While we have alarms on volume of data processed for eventlogging refine we would fail to notice the case in which the data has been processed but to bogus values due to a bug on the refine process. For example: all pageviews have the same page title or see: https://phabricator.wikimedia.org/T211833 (all user agents for all requests for all fields are set to null)
Detecting issues such as these (without introspecting every schema) I think could be done alarming on the entrophy of a given column. Specially columns that are always present like userAgent or Country which have a set of possible values. What these alarms would do intuitively is to measure the "information" in a column using a measure of randomness. In the case of all userAgents being null there is no randomness and that would be flagged as a problem. It would be a more sophisticated view of the variety of values than the one a "select distinct userAgent" could provide but the idea is similar.
Entrophy for a variable X that can take N values.

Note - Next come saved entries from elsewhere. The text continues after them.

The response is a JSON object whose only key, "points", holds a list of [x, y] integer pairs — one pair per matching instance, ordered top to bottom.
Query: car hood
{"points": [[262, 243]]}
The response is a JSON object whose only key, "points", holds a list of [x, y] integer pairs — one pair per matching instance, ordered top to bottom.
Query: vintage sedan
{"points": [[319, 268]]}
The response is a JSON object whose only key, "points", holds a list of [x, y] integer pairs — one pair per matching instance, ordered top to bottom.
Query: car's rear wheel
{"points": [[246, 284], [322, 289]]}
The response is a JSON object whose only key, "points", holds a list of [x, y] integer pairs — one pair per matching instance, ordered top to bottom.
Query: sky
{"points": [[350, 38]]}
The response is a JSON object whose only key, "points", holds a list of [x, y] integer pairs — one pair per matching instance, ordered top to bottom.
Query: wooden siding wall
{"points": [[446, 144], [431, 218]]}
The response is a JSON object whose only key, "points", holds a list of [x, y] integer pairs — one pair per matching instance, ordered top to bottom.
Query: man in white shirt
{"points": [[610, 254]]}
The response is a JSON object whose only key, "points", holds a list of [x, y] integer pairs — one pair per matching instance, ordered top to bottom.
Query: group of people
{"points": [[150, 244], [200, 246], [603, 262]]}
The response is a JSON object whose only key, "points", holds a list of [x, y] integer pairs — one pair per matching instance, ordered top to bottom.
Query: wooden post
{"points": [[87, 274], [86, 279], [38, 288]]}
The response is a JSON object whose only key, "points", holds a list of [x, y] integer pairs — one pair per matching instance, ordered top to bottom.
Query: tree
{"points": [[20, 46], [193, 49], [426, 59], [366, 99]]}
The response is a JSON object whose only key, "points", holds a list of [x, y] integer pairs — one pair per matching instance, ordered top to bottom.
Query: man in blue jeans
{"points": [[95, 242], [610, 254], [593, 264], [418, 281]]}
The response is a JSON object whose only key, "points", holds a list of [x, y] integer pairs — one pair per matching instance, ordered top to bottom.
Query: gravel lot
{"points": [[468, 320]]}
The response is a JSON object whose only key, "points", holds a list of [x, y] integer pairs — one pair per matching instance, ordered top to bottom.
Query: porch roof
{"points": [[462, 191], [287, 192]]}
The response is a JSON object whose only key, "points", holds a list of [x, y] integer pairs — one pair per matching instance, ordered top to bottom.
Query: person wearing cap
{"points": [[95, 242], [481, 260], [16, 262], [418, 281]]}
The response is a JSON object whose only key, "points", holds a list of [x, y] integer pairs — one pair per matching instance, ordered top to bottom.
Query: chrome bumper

P is the probability of a value i.
E = - Sum(from 0 to N) P(i)* log (base 2) P(i)
Entropy calculation: https://gist.github.com/nuria/3204691aea95b2e6f3c97e3a593dee69
As an example I calculated entropy on 3 different hours of geocoded countries on navigation timing, for different days on 2019
select geocoded_data["country_code"], count(*) from navigationtiming where year=2019 and day=21 and hour=01 and month=01 group by geocoded_data["country_code"] limit 10000000;
Produces a series like:
So every hour will have a different series.
Entropy for the three hours is pretty constant (entropy is bounded by the log of number of samples)
nuria@stat1007:~/workplace/entrophy$ python calculate_entropy.py data1.txt
Entrophy: 4.32724679877 Upper bound 7.20945336563 :
nuria@stat1007:~/workplace/entrophy$ python calculate_entropy.py data2.txt
Entrophy: 4.49219034087 Upper bound 7.08746284125 :
nuria@stat1007:~/workplace/entrophy$ python calculate_entropy.py data3.txt
Entrophy: 4.06342383136 Upper bound 7.09803208296 :
So an alarm that looks for a deviation from 4 plus minus some amount (might be one standard dev, we will need to determine it empirically) will detect the issue of us failing to geolocate a number of countries for example.